Stable Diffusion may soon have some competition when it comes to open-source image generators. In its latest iteration, PixArt becomes faster and more accurate while maintaining a relatively high resolution.
In a paper, researchers from Huawei Noah’s Ark Lab, Dalian University of Technology, Tsinghua University, and Hugging Face presented PixArt-δ (Delta), an advanced text-to-image synthesis framework designed to compete with the Stable Diffusion family.
This model is a significant improvement over the previous PixArt-α (Alpha) model, which was already able to quickly generate images with a resolution of 1024 x 1024 pixels.
High-resolution image generation in half a second
PixArt-δ integrates the Latent Consistency Model (LCM) and ControlNet into the PixArt-α model, significantly accelerating inference speed. The model can generate high-quality images with a resolution of 1,024 x 1,024 pixels in just two to four steps in as little as 0.5 seconds, seven times faster than PixArt-α.

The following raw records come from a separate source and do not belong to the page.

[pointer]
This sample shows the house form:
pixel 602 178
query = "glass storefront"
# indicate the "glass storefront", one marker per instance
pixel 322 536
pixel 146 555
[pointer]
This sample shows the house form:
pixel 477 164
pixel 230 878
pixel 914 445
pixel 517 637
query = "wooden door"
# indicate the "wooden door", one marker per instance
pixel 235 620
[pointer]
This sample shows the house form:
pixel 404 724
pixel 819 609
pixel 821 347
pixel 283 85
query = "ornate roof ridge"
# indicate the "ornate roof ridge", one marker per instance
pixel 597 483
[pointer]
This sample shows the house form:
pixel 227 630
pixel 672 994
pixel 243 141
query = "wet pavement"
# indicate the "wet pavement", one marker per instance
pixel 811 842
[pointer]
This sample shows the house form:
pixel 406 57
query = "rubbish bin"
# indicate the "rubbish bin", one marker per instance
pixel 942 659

SDXL Turbo, introduced by Stability AI in November 2023, can generate images of 512 x 512 pixels in just one step, or about 0.2 seconds.
However, PixArt-δ’s results are higher resolution and seem more consistent compared to SDXL Turbo and a four-step variant of SDXL with LCM. The images appear to have fewer errors and the model follows the instructions more accurately.
The new PixArt model is designed to train efficiently on V100 GPUs with 32 GB of VRAM in less than a day. In addition, its 8-bit inference capability allows it to synthesize 1024-pixel images even on 8-GB GPUs, greatly improving its usability and accessibility.
More control over image generation
The integration of a ControlNet module into PixArt-δ allows finer control of text-to-image diffusion models using reference images. The researchers have introduced a novel ControlNet architecture specifically designed for transformer-based models that provide explicit controllability while maintaining high-quality image generation.